Hardware will also play a bigger role. Specialized chips like SmartNICs and DPUs are starting to offload encryption, compression, and network processing, freeing CPUs to focus on business logic. At scale, this kind of offload could make trading systems both faster and more energy efficient.
Consensus protocols are evolving too. We’re already experimenting with next-generation versions of Raft and Paxos that reduce cross-region latency. In areas like clearing and settlement, we may even see new hybrid consensus models designed specifically for regulated finance rather than adapting general-purpose algorithms.
And while serverless databases might not replace high-frequency trading cores anytime soon, they’ll become increasingly attractive for analytics, compliance, and auxiliary services where elasticity matters more than raw speed. In short, financial platforms will be built less like giant monoliths and more like highly distributed, hardware-accelerated, log-centric systems that are easier to scale, audit, and evolve.
Sustainability became a major focus by early this year — how should high-load financial infrastructures adapt their architectures to balance performance with energy efficiency?
Sustainability is now a design goal, not just a cost-saving measure. In finance, we can’t compromise on latency for trading, but we can architect the broader platform to be far more energy-aware. That starts with right-sizing capacity—instead of permanently running everything at peak scale, we scale non-critical workloads dynamically and consolidate services during quiet periods. Batch jobs like reporting or backtesting can be scheduled for times when electricity is greener, and analytics pipelines can slow slightly if it saves megawatts.
We’re also experimenting with energy-efficient hardware for workloads that don’t need microsecond-level response times. ARM-based servers, DPUs, and SmartNICs handle encryption and packet processing at lower power than CPUs. Storage tiers are optimized too: hot data stays close to compute, while colder data moves to more energy-efficient storage.

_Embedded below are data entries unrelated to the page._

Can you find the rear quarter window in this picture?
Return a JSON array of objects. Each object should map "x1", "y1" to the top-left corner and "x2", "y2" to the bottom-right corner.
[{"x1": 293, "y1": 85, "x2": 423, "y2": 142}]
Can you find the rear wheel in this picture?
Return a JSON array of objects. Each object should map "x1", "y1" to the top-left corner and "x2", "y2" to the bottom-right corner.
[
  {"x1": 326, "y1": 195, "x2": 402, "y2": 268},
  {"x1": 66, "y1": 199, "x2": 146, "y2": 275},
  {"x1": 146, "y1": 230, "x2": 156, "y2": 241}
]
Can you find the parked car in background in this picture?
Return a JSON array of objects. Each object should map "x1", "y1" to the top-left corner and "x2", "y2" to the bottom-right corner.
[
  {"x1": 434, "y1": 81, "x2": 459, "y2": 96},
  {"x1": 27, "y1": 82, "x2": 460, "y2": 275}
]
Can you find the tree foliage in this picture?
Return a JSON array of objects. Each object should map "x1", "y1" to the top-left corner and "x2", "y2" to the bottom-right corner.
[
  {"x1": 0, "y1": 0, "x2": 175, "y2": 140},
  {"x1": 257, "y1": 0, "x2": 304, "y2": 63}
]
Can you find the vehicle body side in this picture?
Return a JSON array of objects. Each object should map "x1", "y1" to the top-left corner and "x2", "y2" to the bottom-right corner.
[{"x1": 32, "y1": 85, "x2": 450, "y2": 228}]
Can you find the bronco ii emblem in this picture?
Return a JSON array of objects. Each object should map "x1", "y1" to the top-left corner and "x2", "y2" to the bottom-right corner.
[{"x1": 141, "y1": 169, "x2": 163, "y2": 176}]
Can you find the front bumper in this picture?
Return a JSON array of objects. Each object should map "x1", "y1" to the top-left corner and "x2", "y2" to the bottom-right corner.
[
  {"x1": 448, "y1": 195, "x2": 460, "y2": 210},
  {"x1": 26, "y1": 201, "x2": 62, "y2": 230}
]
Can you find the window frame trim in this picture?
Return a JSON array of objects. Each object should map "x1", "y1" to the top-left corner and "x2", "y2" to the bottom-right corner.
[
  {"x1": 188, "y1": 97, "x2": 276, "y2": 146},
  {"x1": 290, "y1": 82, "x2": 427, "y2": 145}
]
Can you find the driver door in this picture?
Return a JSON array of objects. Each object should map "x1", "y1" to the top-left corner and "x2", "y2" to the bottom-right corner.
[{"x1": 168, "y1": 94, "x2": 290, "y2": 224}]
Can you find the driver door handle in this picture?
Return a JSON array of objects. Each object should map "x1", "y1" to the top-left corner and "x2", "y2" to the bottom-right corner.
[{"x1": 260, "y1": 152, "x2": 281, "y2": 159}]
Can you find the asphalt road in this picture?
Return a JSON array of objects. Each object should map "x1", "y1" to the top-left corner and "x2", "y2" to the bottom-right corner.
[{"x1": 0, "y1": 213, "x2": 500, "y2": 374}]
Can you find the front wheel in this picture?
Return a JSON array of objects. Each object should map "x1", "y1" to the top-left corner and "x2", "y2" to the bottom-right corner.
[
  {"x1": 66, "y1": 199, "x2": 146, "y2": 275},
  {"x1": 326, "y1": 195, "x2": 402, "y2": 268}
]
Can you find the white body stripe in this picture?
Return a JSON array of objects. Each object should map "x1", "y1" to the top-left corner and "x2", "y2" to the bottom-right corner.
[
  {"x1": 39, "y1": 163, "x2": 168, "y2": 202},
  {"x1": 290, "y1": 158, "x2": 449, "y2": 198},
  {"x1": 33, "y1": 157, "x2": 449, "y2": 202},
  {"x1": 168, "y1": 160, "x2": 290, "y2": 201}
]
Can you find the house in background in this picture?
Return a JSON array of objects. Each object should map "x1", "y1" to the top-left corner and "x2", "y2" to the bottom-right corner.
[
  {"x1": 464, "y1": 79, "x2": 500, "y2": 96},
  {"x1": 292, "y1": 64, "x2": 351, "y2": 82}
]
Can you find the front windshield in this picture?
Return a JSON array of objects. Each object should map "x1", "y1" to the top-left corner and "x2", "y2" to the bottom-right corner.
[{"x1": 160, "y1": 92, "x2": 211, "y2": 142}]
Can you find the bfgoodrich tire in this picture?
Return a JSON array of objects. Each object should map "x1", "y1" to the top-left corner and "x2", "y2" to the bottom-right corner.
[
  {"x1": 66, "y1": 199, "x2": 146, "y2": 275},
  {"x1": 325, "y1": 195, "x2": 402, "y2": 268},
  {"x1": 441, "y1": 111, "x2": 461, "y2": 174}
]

Visibility is key: we now measure energy per transaction, not just CPU or latency, and that drives architectural decisions. Compression, caching, and data pruning reduce I/O and network hops, which cuts energy use as well as cost. High-frequency trading will always prioritize speed, but everything around it—from analytics to regulatory reporting—can be designed with sustainability in mind. Over time, the “green footprint” of a trade will become a competitive metric, just like latency.
If you were building a new market infrastructure platform from scratch today, what architectural principles would you make non-negotiable?
I’d start by writing down clear reliability targets and designing everything to meet them. Every request must be traceable end-to-end, and we should know, in real time, if we’re drifting from our goals. Changes must be safe to make while the system is running: rollouts are blue/green with shadow traffic, and every change is reversible in seconds. The core that moves money is strictly consistent, uses short transactions, and replicates strongly; everything else is built on events and fast read models that can be slightly out of date.
I’d make overload safety a first-class feature. Services accept only as much work as they can finish, apply backpressure early, and degrade non-critical features automatically during spikes. Data is partitioned from day one so we can scale by adding shards, not by redesigning. Security follows zero-trust principles with strong identity, encryption everywhere, and least-privilege access. Finally, operability is a product requirement: clean APIs, predictable failure modes, runbooks that are automated, and regular disaster drills. If we hold that line, the platform can evolve quickly without risking the market’s trust.